The 34-year-old has been disciplined following last week’s training-ground row with boss Mark Warburton and team-mate Andy Halliday over the performance in the 5-1 defeat to Celtic.
The one-time England international was summoned to an early-morning meeting on Monday, with Warburton and board members, where he expected to iron out their differences.
Instead he was informed he should stay away from Ibrox and the Light Blues’ Auchenhowie training base until October 10.
Although Rangers insist they are taking their time to assess the fallout, it now appears Barton’s time in Glasgow could be up after just eight appearances.
And the former Burnley battler has had some regrets over his switch north of the border.
Speaking to several national newspapers, publicising his new book, Barton said: “I needed another challenge, another experience, even though there have been days since then when I’ve thought: ‘Why? Why did I do that?’
“But I’ve got to believe in Rangers even if it’s been much harder than I expected.
“Reflecting on it, would I have made the same decision? Probably not. I’ve even been honest with people about that.
“There is an honesty that I am operating which means some people think I’m critiquing them. But I know that in time it will turn out to be the right decision.
“As tough as it is, adversity brings out the best in you.”
It appears Rangers decided to act after Barton made an unauthorised appearance on TalkSPORT last Friday, where he labelled Warburton’s initial decision to bar him from training for a week “strange”.
But now the punishment has been extended and it remains to be seen what these latest comments mean for his future at Ibrox.
A club statement released earlier on Monday read: “Joey Barton has today been suspended by the club and will not return to Ibrox or Auchenhowie for a period of three weeks.
“The manager, Mark Warburton, and club believe that time and space is required for both the club and the player to assess all that has happened.
“Neither party will make any further statement or comment on this issue.”
Having already sat out Saturday’s goalless draw with Ross County, Barton will now sit out Tuesday night’s Betfred Cup quarter-final with Queen of the South.

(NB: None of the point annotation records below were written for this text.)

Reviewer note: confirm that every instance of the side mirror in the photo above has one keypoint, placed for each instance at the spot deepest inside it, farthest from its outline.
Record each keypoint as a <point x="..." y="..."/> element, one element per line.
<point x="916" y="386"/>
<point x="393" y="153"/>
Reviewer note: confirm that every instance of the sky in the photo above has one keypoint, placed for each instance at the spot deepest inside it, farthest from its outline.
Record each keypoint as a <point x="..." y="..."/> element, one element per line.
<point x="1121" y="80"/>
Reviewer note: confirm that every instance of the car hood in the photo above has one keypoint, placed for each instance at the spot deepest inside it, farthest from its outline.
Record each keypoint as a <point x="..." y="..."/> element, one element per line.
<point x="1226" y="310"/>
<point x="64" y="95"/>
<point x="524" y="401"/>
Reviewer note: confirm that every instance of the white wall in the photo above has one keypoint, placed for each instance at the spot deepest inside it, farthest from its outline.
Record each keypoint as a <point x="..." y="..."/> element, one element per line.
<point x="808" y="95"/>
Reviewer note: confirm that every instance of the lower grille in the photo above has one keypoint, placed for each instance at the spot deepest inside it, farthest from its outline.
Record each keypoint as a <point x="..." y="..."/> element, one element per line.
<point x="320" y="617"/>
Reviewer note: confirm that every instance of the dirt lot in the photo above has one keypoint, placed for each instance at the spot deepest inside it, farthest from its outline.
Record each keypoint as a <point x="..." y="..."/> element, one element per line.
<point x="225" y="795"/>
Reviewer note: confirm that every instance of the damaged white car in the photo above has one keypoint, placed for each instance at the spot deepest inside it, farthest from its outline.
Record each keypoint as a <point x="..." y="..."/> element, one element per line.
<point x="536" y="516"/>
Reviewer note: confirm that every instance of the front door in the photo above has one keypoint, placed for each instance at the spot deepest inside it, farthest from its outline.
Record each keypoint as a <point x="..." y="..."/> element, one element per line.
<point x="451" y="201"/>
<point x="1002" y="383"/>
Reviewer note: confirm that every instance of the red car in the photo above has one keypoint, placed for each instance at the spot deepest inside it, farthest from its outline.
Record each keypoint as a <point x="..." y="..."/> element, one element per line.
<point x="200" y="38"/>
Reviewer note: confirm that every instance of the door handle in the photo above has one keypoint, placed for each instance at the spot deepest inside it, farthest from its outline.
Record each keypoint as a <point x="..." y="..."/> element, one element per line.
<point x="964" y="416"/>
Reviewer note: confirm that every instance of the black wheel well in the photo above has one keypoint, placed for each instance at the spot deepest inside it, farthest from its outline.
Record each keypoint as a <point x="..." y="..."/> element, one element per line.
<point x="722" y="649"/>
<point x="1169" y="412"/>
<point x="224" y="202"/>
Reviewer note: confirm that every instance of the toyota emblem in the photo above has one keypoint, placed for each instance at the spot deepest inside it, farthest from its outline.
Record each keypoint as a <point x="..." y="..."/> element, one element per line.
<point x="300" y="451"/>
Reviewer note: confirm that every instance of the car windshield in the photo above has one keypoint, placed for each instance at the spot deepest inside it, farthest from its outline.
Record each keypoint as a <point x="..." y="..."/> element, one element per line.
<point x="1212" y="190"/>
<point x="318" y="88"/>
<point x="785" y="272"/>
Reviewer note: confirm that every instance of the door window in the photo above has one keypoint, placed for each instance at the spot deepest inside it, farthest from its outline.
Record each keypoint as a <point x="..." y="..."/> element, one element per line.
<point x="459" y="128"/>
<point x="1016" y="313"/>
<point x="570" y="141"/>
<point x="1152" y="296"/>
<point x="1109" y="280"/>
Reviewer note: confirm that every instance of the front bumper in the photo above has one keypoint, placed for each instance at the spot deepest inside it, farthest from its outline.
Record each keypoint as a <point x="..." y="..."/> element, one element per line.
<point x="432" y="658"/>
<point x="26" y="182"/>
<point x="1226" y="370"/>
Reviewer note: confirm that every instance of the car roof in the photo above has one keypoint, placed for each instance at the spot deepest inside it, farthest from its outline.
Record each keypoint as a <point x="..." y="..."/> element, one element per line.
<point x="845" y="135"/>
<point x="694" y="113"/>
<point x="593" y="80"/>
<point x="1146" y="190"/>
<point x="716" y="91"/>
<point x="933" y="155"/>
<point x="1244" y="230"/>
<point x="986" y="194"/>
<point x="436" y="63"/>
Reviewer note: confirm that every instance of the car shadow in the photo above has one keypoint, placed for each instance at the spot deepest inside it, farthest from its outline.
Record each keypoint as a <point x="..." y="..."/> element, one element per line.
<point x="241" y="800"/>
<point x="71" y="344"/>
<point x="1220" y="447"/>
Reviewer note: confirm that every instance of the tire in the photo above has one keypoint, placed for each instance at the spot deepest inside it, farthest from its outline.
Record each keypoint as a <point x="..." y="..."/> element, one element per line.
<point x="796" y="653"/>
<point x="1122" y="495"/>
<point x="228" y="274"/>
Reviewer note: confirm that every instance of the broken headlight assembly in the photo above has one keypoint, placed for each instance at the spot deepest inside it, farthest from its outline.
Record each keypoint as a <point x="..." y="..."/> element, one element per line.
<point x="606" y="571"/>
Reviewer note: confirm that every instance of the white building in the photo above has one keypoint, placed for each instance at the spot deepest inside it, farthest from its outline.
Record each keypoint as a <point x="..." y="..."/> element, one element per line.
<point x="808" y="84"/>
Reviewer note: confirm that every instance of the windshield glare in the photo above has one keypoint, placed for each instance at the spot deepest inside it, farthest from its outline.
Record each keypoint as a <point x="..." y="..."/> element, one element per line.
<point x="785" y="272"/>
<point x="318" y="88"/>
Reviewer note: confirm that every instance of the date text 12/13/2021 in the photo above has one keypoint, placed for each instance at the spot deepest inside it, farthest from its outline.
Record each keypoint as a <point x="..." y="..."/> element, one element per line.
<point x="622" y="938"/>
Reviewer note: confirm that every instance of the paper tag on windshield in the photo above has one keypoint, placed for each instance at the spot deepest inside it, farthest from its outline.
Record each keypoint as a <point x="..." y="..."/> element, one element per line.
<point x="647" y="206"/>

The player, who reportedly earns £20,000 a week after signing a two-year deal in the summer, will also miss crucial Ladbrokes Premiership fixtures with Aberdeen and Partick Thistle on September 25 and October 1.
Warburton refused to discuss the saga as he met the media ahead of the Queens clash but insisted morale in his camp had not been damaged by last week’s in-fighting.
The manager said: “We trained this morning outstandingly well. The team spirit is good.
“Don’t forget we’re trying to bed in a number of new players, so it takes time sometimes.
“Last year it happened very quickly but we had a complete blank canvas. This year we’ve gone to another level, introducing different players of different age-groups, different experiences but we’ve been really happy with the way we’ve been trained.
“We’re getting a lot better. The balance is getting better and I’m delighted so far that we’re making real progress this week.”
Barton admitted he had over-stepped the line with some of his comments as Warburton’s squad carried out a post-mortem debrief on last week’s mauling by Celtic.
Press Association Sport understands, however, that last week’s dispute is not the first time the ex-England international has found himself at loggerheads with his colleagues.
But his boss stressed he will continue seeking opinions from his squad as he looks to regain momentum after a lacklustre start to the season that has seen Gers win just two of their six league fixtures to date.
Warburton said: “The environment we create for the players and the staff is about giving respectful opinion.
“I always want opinion. I’ll never have a problem with a player knocking on my door to talk about a session – but do it in the right manner or else they’ll get a flea in their ear.
“It’s about being respectful with the way we deal with each other. It’s how you deliver the message which will always be key to myself and my staff.”